Grande parte da sonoplastia também ficou por conta das grandes bandas sonoras do cinema que, por sinal, apareciam com muito mais frequência que nos respetivos filmes: temos, por exemplo, músicas de PsychoVertigoThe Young FrankensteinMissão ImpossívelHigh AnxietyA Pantera Cor-de-rosaApocalypse NowE Tudo o Vento LevouIndiana Jones e até mesmo de Yellow Submarine. Mas sem dúvida a banda sonora que mais passou foi a de Silent Movie, obra-prima de Mel Brooks, cujos temas são da autoria de John Morris. O disco de Silent Movie poderia mesmo ser considerado a trilha sonora instrumental de Guerra dos Sexos.

Passavam também, com frequência, sucessos do tempo das big bands, que davam o glamour dos anos 30 à telenovela. Moonlight serenade, de Glenn Miller, e I’m getting sentimental over you, de Tommy Dorsey, são apenas alguns exemplos.

Após o seu termo, Guerra dos Sexos foi durante bastante tempo referida aquando da estreia de outras telenovelas. As chamadas de Vereda TropicalSassaricando e Rainha da Sucata anunciavam que a nova telenovela trazia de volta “a mesma equipa” ou “o mesmo autor” de Guerra dos Sexos.

Em 1988, com a importação de alguns volumes da coleção Telenovelas – Campeões de Audiência, editada pela Editora Globo Rio Gráfica, foi vendida em Portugal a versão romanceada desta telenovela, com adaptação de Eduardo Borsato.

Guerra dos Sexos voltou a ser exibida em Portugal pela SIC, ao meio-dia, entre 08/04 e 18/10/1996, e alcançou a maior audiência do horário neste canal, oscilando entre os 7,5% e os 9%, número semelhante ao que novelas como Paraíso Tropical ou Duas Caras registariam mais tarde no horário noturno.

Nesta ocasião, foi comprada uma versão de 150 capítulos de 35 minutos, distribuídos ao longo de 140 dias úteis em episódios de duração variável.
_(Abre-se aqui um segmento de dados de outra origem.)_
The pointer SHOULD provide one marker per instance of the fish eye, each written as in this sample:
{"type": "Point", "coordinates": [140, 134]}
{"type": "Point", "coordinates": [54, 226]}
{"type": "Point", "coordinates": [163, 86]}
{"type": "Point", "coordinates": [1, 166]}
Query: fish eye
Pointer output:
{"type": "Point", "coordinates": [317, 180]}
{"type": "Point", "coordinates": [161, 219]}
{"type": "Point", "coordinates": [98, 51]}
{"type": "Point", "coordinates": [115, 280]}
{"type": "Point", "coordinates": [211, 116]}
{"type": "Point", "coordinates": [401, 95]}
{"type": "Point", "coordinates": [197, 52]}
Tal como acontecera em 1984, também em 1996 Guerra dos Sexos estreou na segunda-feira seguinte ao dia de Páscoa. O slogan de lançamento foi: “Mobilização Geral, estreia dia 8 a Guerra dos Sexos“. No decorrer da exibição, a telenovela era anunciada como “a mais divertida de todas as telenovelas”.

Foi por esta altura lançado um CD com as músicas da telenovela.

No ano de 2012, a TV Globo produziu um remake de Guerra dos Sexos que não obteve o mesmo sucesso. Em Portugal, esta novela foi ao ar no canal Globo da televisão por cabo.